Is it Time to Adjust Your Annual Strategic Planning and Budgeting Process?

While many of us look forward to the holiday season, some are dreading it. Why? Because this is the time of year when they have to do the annual strategic review of their business and establish the budget and goals for the coming year. This should be exciting, but for many it isn’t.

Then vs Now

In the “good old days”, the CEO and CFO would go to lunch and scribble their growth and profitability goals for the upcoming year on the back of a napkin.  These days, companies have whole teams that spend months working on the annual strategy/budget and then tie up the executives and other senior leaders for weeks until it is finalized.  Back-and-forth, up-and-down, budgets get proposed, reviewed, and revised again and again and again. 

In the past 30 years, I’ve seen the costs of this annual exercise increase significantly. But what about the benefits?  Are you one of the many companies that find yourself throwing the budget out the window within the first few months of the year?

Root Cause

I’m a big believer in the power of setting goals. When done right, there’s something magic about the way goals/scorecards/accountability help teams to get motivated, to focus and to deliver incredible results.

So why is the annual budgeting exercise viewed as a painful waste of time by so many? I believe the root cause comes down to two things:

  1. Too Much Data:  This problem pops up in 2 places – too much data going in, and too much data coming out! The law of diminishing returns (and negative returns) applies to both circumstances. Too many inputs muddies the picture for the decision makers. Too many outputs muddies the picture for the people who are executing the plan.
  2. Unpredictable:  Change is happening faster and faster, and the world is becoming less and less predictable.  As a result, our plans need to become much more nimble and adapt quickly to changing circumstances.

Is 2020 the Straw That Breaks the Camel’s Back?

2020 is the perfect example for why the traditional annual approach needs to be adjusted. Everyone who developed a 2020 plan in 2019 missed the most important factors of 2020 (coronavirus, working from home, Black Lives Matter protests, plummeting oil prices, etc).

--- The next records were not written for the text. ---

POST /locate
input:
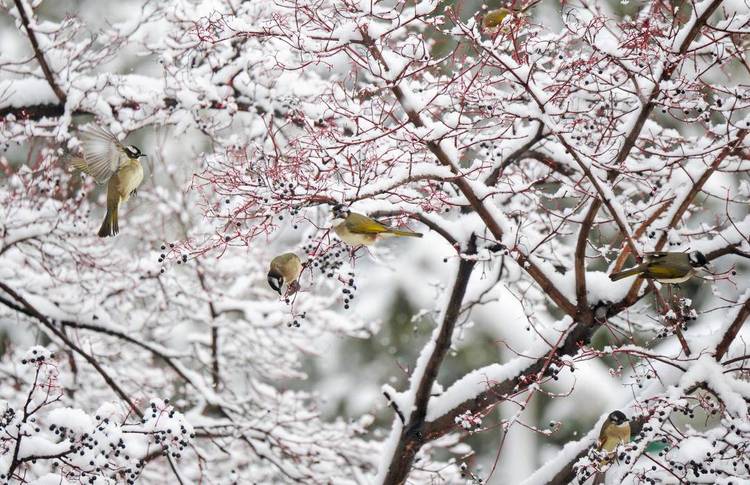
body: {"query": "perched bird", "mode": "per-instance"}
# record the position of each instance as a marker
(494, 18)
(284, 268)
(355, 229)
(106, 159)
(615, 430)
(666, 267)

If the frequency and horizon of your strategic plans and budgets are still based on the earth’s rotation around the sun and the moon’s rotation around the earth, it’s time to change.

Solution

To win in today’s environment, leaders need to:

  1. Identify the most important metrics. Focus on the critical few, not the trivial many.
  2. Study the nature of those metrics. Some metrics might be really important, but there’s not much you can do about them (like the weather, GDP, and interest rates). Some metrics are fairly stable and can be predicted far in advance (like depreciation), while others fluctuate significantly and are impossible to predict too far out into the future (like commodity prices).
  3. Customize how you approach each metric. Some metrics need to be reviewed more frequently than others. Sometimes it’s worth your time to forecast/budget far into the future, and sometimes forecasting more than a few days out into the future can be a complete waste of time.

For example, your capex budget probably only needs to be reviewed once a quarter and can reliably be forecast several quarters into the future.  In contrast, other mission-critical metrics like sales and inventory levels may need to be reviewed daily and shouldn’t be forecast more than a few weeks into the future.